3

I want to model the following:

y(t)=F(x(t-1),x(t-2),...x(t-k))

or lets say a function that its current output is depended on the last k inputs.

1- I know one way is to have a classic Neural Network with k inputs as {x(t-1),x(t-2),...x(t-k)} for each y(t) and train it. Then what's the benefit of using a RNN to solve that problem?

2- Assuming using RNN, should i use only the x(t) (or x(t-1)) and assume the hidden layer(s) can find the relation of y(t) to the past k inputs through having the in its memory (hidden layer)?

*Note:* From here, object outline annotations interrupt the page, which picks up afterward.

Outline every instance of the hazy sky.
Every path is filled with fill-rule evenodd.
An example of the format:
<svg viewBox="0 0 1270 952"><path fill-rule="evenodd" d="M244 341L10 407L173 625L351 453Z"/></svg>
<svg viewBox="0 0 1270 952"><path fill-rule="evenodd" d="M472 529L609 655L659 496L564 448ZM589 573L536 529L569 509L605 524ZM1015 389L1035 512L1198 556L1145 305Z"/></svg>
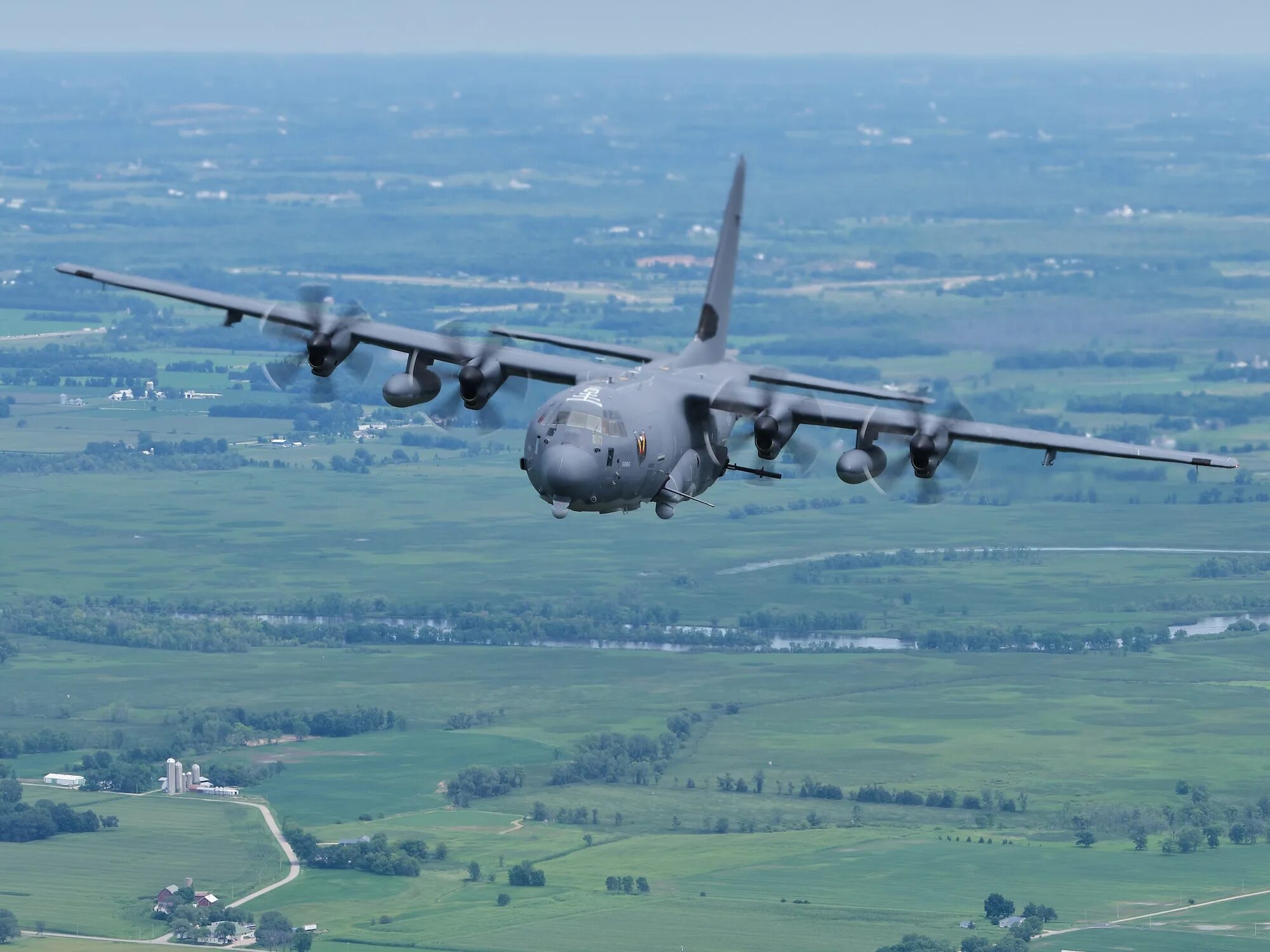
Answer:
<svg viewBox="0 0 1270 952"><path fill-rule="evenodd" d="M1270 53L1267 0L6 0L0 50Z"/></svg>

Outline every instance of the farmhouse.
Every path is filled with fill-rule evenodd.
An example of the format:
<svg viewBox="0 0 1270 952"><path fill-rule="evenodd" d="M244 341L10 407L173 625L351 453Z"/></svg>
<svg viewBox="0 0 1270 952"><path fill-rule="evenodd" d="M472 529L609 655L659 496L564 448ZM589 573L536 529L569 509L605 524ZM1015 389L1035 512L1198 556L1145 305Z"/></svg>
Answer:
<svg viewBox="0 0 1270 952"><path fill-rule="evenodd" d="M81 787L84 784L84 778L77 773L46 773L44 783L50 783L55 787Z"/></svg>
<svg viewBox="0 0 1270 952"><path fill-rule="evenodd" d="M220 902L215 892L210 892L207 890L196 890L194 880L187 876L184 886L178 886L173 883L171 886L164 886L161 890L159 890L159 895L155 896L155 911L170 913L173 906L179 905L182 902L183 900L182 890L187 890L185 896L189 897L188 901L193 906L206 908Z"/></svg>

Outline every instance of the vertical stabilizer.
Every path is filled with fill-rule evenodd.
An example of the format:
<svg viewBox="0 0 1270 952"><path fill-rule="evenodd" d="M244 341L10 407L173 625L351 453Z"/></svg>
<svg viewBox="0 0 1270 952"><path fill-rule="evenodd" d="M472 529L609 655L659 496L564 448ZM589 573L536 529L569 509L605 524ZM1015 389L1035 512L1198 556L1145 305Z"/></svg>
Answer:
<svg viewBox="0 0 1270 952"><path fill-rule="evenodd" d="M740 207L745 198L745 159L737 162L732 176L728 207L723 212L719 228L719 248L715 249L714 268L706 284L706 298L701 303L697 333L683 349L676 363L695 367L718 363L728 347L728 319L732 316L732 286L737 279L737 245L740 241Z"/></svg>

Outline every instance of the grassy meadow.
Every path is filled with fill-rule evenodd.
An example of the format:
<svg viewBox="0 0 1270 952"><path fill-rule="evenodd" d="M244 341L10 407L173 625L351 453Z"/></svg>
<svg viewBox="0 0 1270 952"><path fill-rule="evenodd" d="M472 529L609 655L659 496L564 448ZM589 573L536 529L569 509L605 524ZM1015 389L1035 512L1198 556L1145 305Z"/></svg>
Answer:
<svg viewBox="0 0 1270 952"><path fill-rule="evenodd" d="M150 918L154 897L171 882L190 876L196 889L232 901L282 875L282 850L259 811L240 803L42 784L24 792L29 802L47 798L119 817L117 829L0 843L0 905L25 929L43 920L50 932L152 938L165 932Z"/></svg>
<svg viewBox="0 0 1270 952"><path fill-rule="evenodd" d="M419 948L584 949L602 932L611 937L606 942L630 949L676 942L712 947L723 937L742 946L785 941L800 948L870 952L912 929L958 938L956 923L974 916L993 889L1020 905L1055 906L1059 925L1067 927L1270 883L1270 850L1264 845L1166 857L1154 834L1144 853L1119 838L1083 850L1059 825L1064 811L1153 809L1175 798L1177 777L1208 782L1223 802L1260 796L1261 751L1255 741L1232 743L1259 736L1270 704L1261 687L1270 682L1270 645L1259 636L1175 642L1149 655L1074 658L669 655L438 645L190 656L42 638L20 645L23 654L0 669L0 688L29 712L30 724L39 720L34 713L66 694L76 727L108 724L110 706L121 697L146 697L144 706L132 708L128 724L144 735L147 724L157 730L165 712L182 704L251 704L268 693L271 704L316 710L329 702L331 685L340 698L406 716L404 731L207 758L283 760L286 770L251 793L320 842L382 831L391 842L422 838L450 848L447 861L427 863L418 878L307 869L253 902L257 913L277 908L293 922L318 922L329 930L323 943L340 938ZM184 669L184 677L169 677L178 670L174 663L185 659L194 666ZM83 677L89 670L93 677ZM714 707L728 701L740 703L739 713ZM660 783L546 784L555 751L568 757L587 730L657 732L681 704L705 718ZM505 713L489 727L442 730L450 713L478 707L504 707ZM72 759L60 755L65 763ZM23 776L61 765L58 755L14 763ZM438 784L469 763L519 763L527 770L526 787L476 801L472 809L448 807ZM759 767L767 778L762 795L715 788L715 776L748 777ZM923 793L988 788L1015 797L1027 791L1030 802L1026 814L1001 814L993 828L982 829L975 811L861 803L856 817L848 801L773 792L777 783L796 786L808 773L845 788L878 782ZM688 777L696 779L695 790L686 787ZM34 796L28 788L28 798ZM88 803L102 795L64 796ZM114 857L119 840L113 838L138 835L156 821L160 830L187 829L192 817L216 816L210 828L187 830L196 854L215 856L207 844L224 848L224 823L237 816L243 843L234 856L245 864L217 857L211 871L184 873L188 864L178 862L159 878L196 875L217 890L229 882L230 895L243 895L246 886L235 883L268 880L276 872L277 849L254 811L160 796L109 800L121 815L118 831L6 844L0 852L38 857L32 862L56 881L70 857L98 845ZM535 801L546 803L551 816L559 807L594 809L598 823L522 825ZM806 828L810 810L819 815L819 829ZM372 819L357 820L362 814ZM702 833L719 817L729 817L730 833ZM775 831L737 833L743 820ZM588 833L592 847L583 844ZM994 842L979 844L979 836ZM187 848L182 843L177 852ZM65 859L58 850L69 850ZM171 852L166 840L156 845L152 838L145 849L130 852L121 867L124 875L114 877L118 889L83 904L81 916L105 934L151 934L137 897L154 878L156 857ZM502 869L521 859L545 869L546 889L505 885ZM465 882L471 861L495 872L499 882ZM197 866L207 867L203 861ZM97 867L77 868L93 876ZM646 876L652 894L608 894L608 875ZM17 875L8 883L0 880L0 890L32 892L6 897L24 923L43 916L48 928L55 920L61 925L58 908L50 911L44 894L30 883L29 876ZM513 900L499 909L494 899L503 891ZM1204 908L1186 919L1168 916L1151 934L1201 934L1198 925L1234 927L1222 930L1223 939L1227 932L1251 934L1260 913L1250 910L1260 909L1259 900ZM391 923L378 923L384 915ZM1086 934L1101 933L1080 933Z"/></svg>

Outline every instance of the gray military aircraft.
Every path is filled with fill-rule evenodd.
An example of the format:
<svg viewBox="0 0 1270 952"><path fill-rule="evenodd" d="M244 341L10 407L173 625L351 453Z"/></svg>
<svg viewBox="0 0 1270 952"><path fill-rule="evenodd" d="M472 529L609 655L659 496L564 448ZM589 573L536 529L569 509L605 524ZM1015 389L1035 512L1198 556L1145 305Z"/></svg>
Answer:
<svg viewBox="0 0 1270 952"><path fill-rule="evenodd" d="M260 317L302 343L304 360L316 377L329 377L344 360L364 360L363 345L389 348L406 357L405 371L384 385L384 400L406 407L427 404L443 383L433 363L457 364L457 395L469 410L483 410L511 378L565 385L547 400L525 437L521 468L551 512L564 518L575 512L630 512L653 503L669 519L686 500L704 503L701 494L728 471L758 480L780 479L775 470L742 466L729 456L729 438L738 421L748 421L759 459L775 461L782 451L801 456L795 430L829 426L855 430L855 446L842 452L837 472L843 482L878 487L888 476L880 437L907 440L912 472L931 480L940 466L965 473L958 443L989 443L1043 451L1043 466L1058 453L1152 459L1190 466L1234 468L1226 456L1177 452L1109 439L998 426L968 419L964 410L937 415L921 409L931 400L889 387L864 387L833 380L759 368L733 359L725 350L732 289L737 272L740 209L745 184L742 159L732 183L719 248L715 253L696 334L677 354L624 344L575 340L555 334L494 329L498 340L519 339L630 362L631 366L523 348L500 347L453 334L414 330L345 311L330 315L323 298L278 303L166 281L62 264L57 270L132 291L189 301L225 311L225 324L244 316ZM351 362L353 366L353 362ZM798 391L838 393L894 401L904 406L826 400ZM903 467L903 463L899 465ZM973 467L973 462L969 463ZM705 503L710 505L709 503Z"/></svg>

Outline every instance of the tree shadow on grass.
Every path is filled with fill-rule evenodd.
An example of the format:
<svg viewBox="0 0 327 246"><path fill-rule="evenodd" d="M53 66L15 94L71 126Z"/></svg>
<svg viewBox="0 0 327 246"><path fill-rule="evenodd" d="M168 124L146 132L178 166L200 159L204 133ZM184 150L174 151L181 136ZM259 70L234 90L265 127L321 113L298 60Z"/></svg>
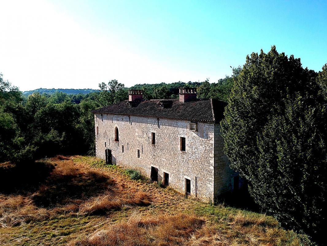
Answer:
<svg viewBox="0 0 327 246"><path fill-rule="evenodd" d="M24 195L37 190L54 168L46 162L25 163L19 165L0 165L0 193Z"/></svg>
<svg viewBox="0 0 327 246"><path fill-rule="evenodd" d="M50 177L33 196L38 207L54 207L84 200L104 191L108 194L114 192L113 180L96 172L77 171L69 174L55 174Z"/></svg>
<svg viewBox="0 0 327 246"><path fill-rule="evenodd" d="M252 212L262 212L260 206L255 203L246 188L225 193L216 197L215 202Z"/></svg>

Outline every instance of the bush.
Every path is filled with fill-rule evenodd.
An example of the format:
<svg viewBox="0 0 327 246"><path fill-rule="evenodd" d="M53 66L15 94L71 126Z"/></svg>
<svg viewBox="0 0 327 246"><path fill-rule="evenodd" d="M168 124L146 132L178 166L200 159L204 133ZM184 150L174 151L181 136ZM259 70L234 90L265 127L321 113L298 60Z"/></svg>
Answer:
<svg viewBox="0 0 327 246"><path fill-rule="evenodd" d="M126 173L134 180L142 179L143 177L142 173L138 170L128 169L126 170Z"/></svg>
<svg viewBox="0 0 327 246"><path fill-rule="evenodd" d="M162 188L163 188L164 187L164 183L163 183L162 180L159 180L158 181L158 186Z"/></svg>

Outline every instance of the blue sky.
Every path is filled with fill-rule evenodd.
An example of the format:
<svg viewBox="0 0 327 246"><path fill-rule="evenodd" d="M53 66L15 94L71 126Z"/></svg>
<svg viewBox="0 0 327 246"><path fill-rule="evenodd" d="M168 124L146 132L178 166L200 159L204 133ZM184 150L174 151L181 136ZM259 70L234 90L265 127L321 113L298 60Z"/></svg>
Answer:
<svg viewBox="0 0 327 246"><path fill-rule="evenodd" d="M216 82L247 55L327 63L327 1L8 1L0 72L21 90Z"/></svg>

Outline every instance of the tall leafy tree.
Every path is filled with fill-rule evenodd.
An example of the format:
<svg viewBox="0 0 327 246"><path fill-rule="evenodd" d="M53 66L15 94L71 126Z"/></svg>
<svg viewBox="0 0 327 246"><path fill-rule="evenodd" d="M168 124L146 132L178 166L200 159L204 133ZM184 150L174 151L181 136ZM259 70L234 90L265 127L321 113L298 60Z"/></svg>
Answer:
<svg viewBox="0 0 327 246"><path fill-rule="evenodd" d="M234 78L221 123L231 167L255 201L313 235L327 208L327 105L316 75L275 46L253 53Z"/></svg>
<svg viewBox="0 0 327 246"><path fill-rule="evenodd" d="M108 84L102 82L99 84L101 91L97 97L98 102L102 107L107 106L125 100L128 96L127 93L124 96L123 94L126 91L124 90L123 84L118 83L116 79L113 79Z"/></svg>

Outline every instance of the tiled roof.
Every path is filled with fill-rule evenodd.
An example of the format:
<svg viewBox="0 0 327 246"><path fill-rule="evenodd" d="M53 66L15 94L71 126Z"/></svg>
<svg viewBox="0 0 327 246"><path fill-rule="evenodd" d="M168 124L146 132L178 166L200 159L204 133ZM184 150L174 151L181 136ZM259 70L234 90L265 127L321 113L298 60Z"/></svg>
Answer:
<svg viewBox="0 0 327 246"><path fill-rule="evenodd" d="M222 118L226 103L213 99L198 99L185 103L178 99L171 101L171 106L164 108L162 100L134 101L132 107L128 100L104 107L92 111L94 113L150 116L194 121L218 122Z"/></svg>

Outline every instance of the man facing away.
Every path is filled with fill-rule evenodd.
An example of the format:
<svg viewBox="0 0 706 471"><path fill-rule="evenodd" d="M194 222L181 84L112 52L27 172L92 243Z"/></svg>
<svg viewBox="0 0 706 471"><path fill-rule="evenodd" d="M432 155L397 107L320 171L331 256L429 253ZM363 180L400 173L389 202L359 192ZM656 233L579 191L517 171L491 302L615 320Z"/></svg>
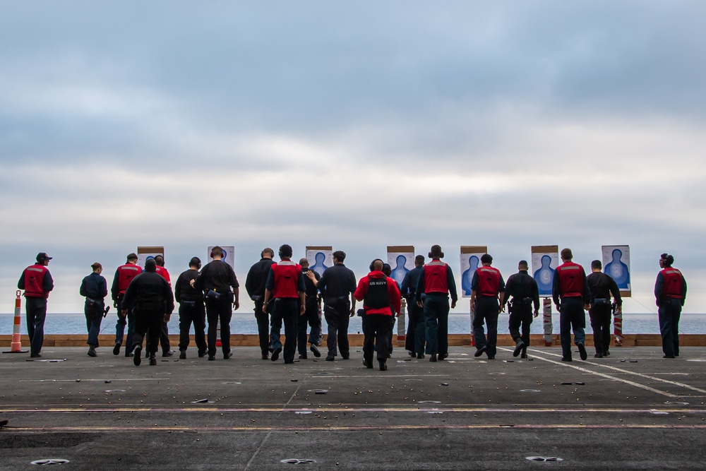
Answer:
<svg viewBox="0 0 706 471"><path fill-rule="evenodd" d="M414 257L414 268L405 274L400 289L402 297L407 299L407 311L409 314L405 349L409 352L412 358L424 357L424 344L426 341L424 309L417 306L416 299L417 287L424 270L424 256L417 255Z"/></svg>
<svg viewBox="0 0 706 471"><path fill-rule="evenodd" d="M270 316L270 348L273 362L282 352L280 334L285 323L285 363L294 362L297 351L297 318L304 314L304 278L301 267L292 261L292 246L287 244L280 247L280 261L273 264L265 285L263 311L266 312L270 298L275 299Z"/></svg>
<svg viewBox="0 0 706 471"><path fill-rule="evenodd" d="M600 260L591 262L591 274L586 277L588 290L591 293L591 309L588 311L593 329L593 345L596 347L596 358L610 355L611 316L612 304L611 294L615 299L616 312L623 309L623 299L615 280L602 271L603 263Z"/></svg>
<svg viewBox="0 0 706 471"><path fill-rule="evenodd" d="M120 346L123 343L125 326L128 326L127 338L125 340L125 356L132 357L132 339L135 332L135 316L131 309L125 310L122 307L123 296L128 289L130 282L142 273L142 268L137 266L137 254L128 254L124 265L121 265L115 270L113 284L110 287L110 294L113 298L113 306L118 311L118 322L115 324L115 347L113 354L120 353Z"/></svg>
<svg viewBox="0 0 706 471"><path fill-rule="evenodd" d="M588 357L584 342L586 340L586 314L590 309L590 292L586 282L586 273L578 263L571 261L570 249L561 251L561 265L554 270L551 297L559 311L559 333L561 340L561 361L570 362L571 330L578 347L581 359ZM561 303L560 303L561 300Z"/></svg>
<svg viewBox="0 0 706 471"><path fill-rule="evenodd" d="M333 252L333 266L323 272L321 279L316 282L316 287L323 297L323 316L328 326L326 347L328 354L327 362L336 359L336 348L345 359L350 358L350 346L348 343L348 325L350 318L355 315L355 275L343 261L346 253L342 250ZM310 270L306 273L309 280L316 281Z"/></svg>
<svg viewBox="0 0 706 471"><path fill-rule="evenodd" d="M131 282L122 299L123 315L128 310L135 314L135 333L133 344L136 345L133 362L136 366L142 362L142 342L147 334L147 352L150 364L157 364L155 354L159 347L160 332L162 323L169 322L174 309L172 287L167 280L155 271L154 258L145 262L145 271Z"/></svg>
<svg viewBox="0 0 706 471"><path fill-rule="evenodd" d="M100 322L105 314L104 299L108 295L108 285L101 275L103 267L98 262L90 266L93 271L81 281L78 292L86 298L83 306L83 314L86 316L86 327L88 330L88 356L97 357L95 349L98 347L98 334L100 333Z"/></svg>
<svg viewBox="0 0 706 471"><path fill-rule="evenodd" d="M18 290L25 290L27 333L30 338L30 357L41 357L44 343L44 323L47 319L47 299L54 290L54 280L47 266L52 257L44 252L37 254L37 263L25 268L17 282Z"/></svg>
<svg viewBox="0 0 706 471"><path fill-rule="evenodd" d="M233 356L230 349L230 320L233 309L240 307L238 279L233 268L223 261L223 249L217 245L211 249L211 261L201 269L191 285L204 292L206 318L208 320L208 359L216 359L216 330L220 321L221 348L223 359Z"/></svg>
<svg viewBox="0 0 706 471"><path fill-rule="evenodd" d="M248 271L245 279L245 290L248 296L255 303L255 319L258 322L258 335L260 340L260 351L263 360L268 359L270 348L270 316L269 312L263 309L265 301L265 283L270 274L270 268L275 261L275 251L265 247L260 253L260 261L256 263Z"/></svg>
<svg viewBox="0 0 706 471"><path fill-rule="evenodd" d="M424 266L417 287L417 304L424 308L426 353L430 362L448 356L448 297L451 309L456 307L458 295L451 267L441 261L443 252L439 245L431 246L431 261ZM422 295L424 295L422 302Z"/></svg>
<svg viewBox="0 0 706 471"><path fill-rule="evenodd" d="M517 273L511 275L505 285L505 304L508 306L510 314L510 335L515 341L513 356L522 354L521 358L527 357L527 347L530 346L530 326L532 321L532 304L534 304L534 317L539 315L539 287L537 281L527 270L527 261L520 260L517 264ZM512 297L512 299L510 299ZM520 333L522 327L522 333Z"/></svg>
<svg viewBox="0 0 706 471"><path fill-rule="evenodd" d="M198 357L202 358L208 350L205 329L206 328L206 310L203 306L203 292L194 290L191 280L198 275L201 261L193 257L189 261L189 270L182 272L174 284L174 299L179 306L179 357L186 358L189 348L189 330L193 323L193 337L198 349Z"/></svg>
<svg viewBox="0 0 706 471"><path fill-rule="evenodd" d="M505 295L505 281L500 270L491 266L493 257L484 254L471 279L471 311L473 312L473 335L476 340L475 357L484 352L488 359L494 359L498 344L498 315ZM488 338L483 332L484 321Z"/></svg>
<svg viewBox="0 0 706 471"><path fill-rule="evenodd" d="M686 300L686 280L681 272L671 266L674 257L662 254L654 282L654 298L659 306L659 333L664 358L679 356L679 318Z"/></svg>
<svg viewBox="0 0 706 471"><path fill-rule="evenodd" d="M378 364L380 371L388 369L388 349L390 332L395 313L400 315L401 299L397 282L383 273L383 261L376 260L372 270L361 278L354 295L363 302L365 310L365 327L363 329L363 364L373 367L373 351L378 348Z"/></svg>
<svg viewBox="0 0 706 471"><path fill-rule="evenodd" d="M301 273L306 274L309 271L309 261L306 258L299 260L299 266L301 267ZM321 319L318 317L318 307L321 305L321 298L318 297L318 288L316 287L316 282L321 279L321 275L318 273L313 272L316 278L315 281L311 281L308 276L304 277L304 285L306 302L304 316L299 316L297 321L297 348L299 351L299 359L306 359L306 325L309 324L311 331L309 336L309 342L311 344L309 350L313 353L313 356L318 358L321 356L321 352L318 350L319 340L321 338Z"/></svg>

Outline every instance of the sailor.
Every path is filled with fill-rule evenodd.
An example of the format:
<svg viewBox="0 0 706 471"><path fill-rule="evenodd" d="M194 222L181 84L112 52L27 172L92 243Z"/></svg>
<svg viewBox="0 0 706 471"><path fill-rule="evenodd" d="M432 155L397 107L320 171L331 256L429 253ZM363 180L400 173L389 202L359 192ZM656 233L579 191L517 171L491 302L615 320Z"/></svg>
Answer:
<svg viewBox="0 0 706 471"><path fill-rule="evenodd" d="M47 299L54 290L54 280L47 266L52 257L44 252L37 254L37 263L25 268L17 282L18 290L25 290L27 311L27 333L30 338L30 357L41 357L44 343L44 323L47 318Z"/></svg>
<svg viewBox="0 0 706 471"><path fill-rule="evenodd" d="M83 314L86 316L86 328L88 330L88 356L97 357L95 349L98 347L98 334L100 333L100 322L106 314L104 299L108 295L108 285L101 275L103 267L98 262L90 266L93 271L83 278L78 292L86 298L83 306Z"/></svg>
<svg viewBox="0 0 706 471"><path fill-rule="evenodd" d="M122 299L123 316L127 315L128 310L132 310L135 316L133 362L136 366L142 361L142 342L145 334L150 364L157 364L155 354L159 346L161 326L169 322L174 309L172 288L166 280L157 274L156 268L155 259L148 258L145 262L145 272L131 282Z"/></svg>
<svg viewBox="0 0 706 471"><path fill-rule="evenodd" d="M336 359L337 348L343 359L350 358L348 326L350 318L355 315L355 298L353 297L356 288L355 275L343 263L346 259L345 252L337 250L333 256L333 266L327 268L316 283L323 297L323 316L328 327L327 362ZM306 276L315 281L311 271L308 271Z"/></svg>
<svg viewBox="0 0 706 471"><path fill-rule="evenodd" d="M662 254L659 268L662 270L654 282L664 358L679 356L679 317L686 300L686 280L681 271L671 266L674 263L674 256Z"/></svg>
<svg viewBox="0 0 706 471"><path fill-rule="evenodd" d="M586 314L590 309L590 292L586 282L586 273L578 263L571 261L570 249L561 250L561 265L554 270L551 297L559 311L559 333L561 340L561 361L570 362L571 330L578 347L581 359L588 357L584 342L586 340ZM560 303L561 300L561 303Z"/></svg>
<svg viewBox="0 0 706 471"><path fill-rule="evenodd" d="M527 357L527 347L530 346L530 326L532 321L532 304L534 304L534 317L539 315L539 289L537 281L527 270L527 261L520 260L517 265L517 273L508 278L505 285L505 304L508 305L510 314L510 335L515 341L513 356L521 354L521 358ZM510 299L512 297L512 299ZM520 333L520 327L522 334Z"/></svg>
<svg viewBox="0 0 706 471"><path fill-rule="evenodd" d="M409 352L412 358L424 357L424 309L417 305L417 286L419 284L419 277L424 270L424 256L417 255L414 257L414 268L405 275L402 281L400 292L402 296L407 299L407 312L409 316L407 324L407 338L405 340L405 348Z"/></svg>
<svg viewBox="0 0 706 471"><path fill-rule="evenodd" d="M397 282L383 273L383 261L371 263L370 273L361 278L354 296L363 302L365 323L363 329L363 364L373 367L373 351L377 345L380 371L388 369L389 335L393 323L390 318L399 316L401 309L400 290Z"/></svg>
<svg viewBox="0 0 706 471"><path fill-rule="evenodd" d="M613 306L611 294L615 299L616 312L623 310L623 299L621 298L618 284L611 276L602 271L603 263L600 260L591 262L591 274L586 277L588 290L591 293L591 309L588 311L591 318L591 328L593 329L593 345L596 347L596 358L603 358L610 355L611 345L611 316Z"/></svg>
<svg viewBox="0 0 706 471"><path fill-rule="evenodd" d="M479 267L471 279L471 312L473 313L473 335L476 340L475 357L484 352L488 359L493 359L497 352L498 315L505 296L505 280L500 270L493 264L493 257L484 254ZM488 338L483 331L483 323L488 328ZM517 349L515 349L517 350Z"/></svg>
<svg viewBox="0 0 706 471"><path fill-rule="evenodd" d="M233 356L230 349L230 320L233 309L240 307L240 284L232 267L223 261L223 249L217 245L211 249L211 261L191 282L197 291L203 291L206 299L208 320L208 359L216 359L216 330L220 321L221 349L223 359Z"/></svg>
<svg viewBox="0 0 706 471"><path fill-rule="evenodd" d="M299 260L299 266L301 267L301 273L306 274L309 271L309 261L306 258ZM299 316L297 325L297 348L299 352L299 359L306 359L306 325L309 324L311 329L309 336L309 350L313 356L318 358L321 356L321 352L318 350L318 344L321 338L321 319L318 317L318 309L321 305L321 299L318 297L318 288L316 287L316 282L321 279L321 275L313 270L315 280L311 281L308 276L304 277L304 285L306 287L305 294L306 295L305 302L304 315ZM325 272L324 272L325 273Z"/></svg>
<svg viewBox="0 0 706 471"><path fill-rule="evenodd" d="M189 348L189 331L193 324L193 337L196 341L198 357L203 358L208 350L206 345L205 329L206 327L206 310L203 306L203 293L194 290L191 280L198 275L201 268L201 261L193 257L189 261L189 270L182 272L174 284L174 299L179 306L179 357L186 358ZM159 273L159 272L157 272Z"/></svg>
<svg viewBox="0 0 706 471"><path fill-rule="evenodd" d="M128 254L124 265L121 265L115 270L113 277L113 284L110 287L110 295L113 298L113 306L118 311L118 322L115 324L115 347L113 354L120 353L120 345L123 343L125 333L125 326L128 326L127 338L125 340L125 356L132 357L132 338L135 332L135 316L132 311L127 309L126 312L122 308L123 296L128 289L130 282L142 273L142 268L137 266L137 254Z"/></svg>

3- using deep nets like Deep RNN or LSTM has any superior benefit for such problem considering we want to estimate the output based on the last k inputs?

Bob
  • 137
  • 7

1 Answers1

4
  1. I would not advice you to use a classic vanilla RNN. Theorethicaly it has an ability to store informations from previous inputs in its memory but practically it requires an expotentially large number of nodes.
  2. Assuming classic vanilla implementations as long as modern architectures (like e.g. LSTM or GRU) - it depends on if you want to use one directional or bidirectional model. If you want to predict next step - usually one directional architecture is better. If you want to better analyze sequences given - I advice you to apply bidirectional one.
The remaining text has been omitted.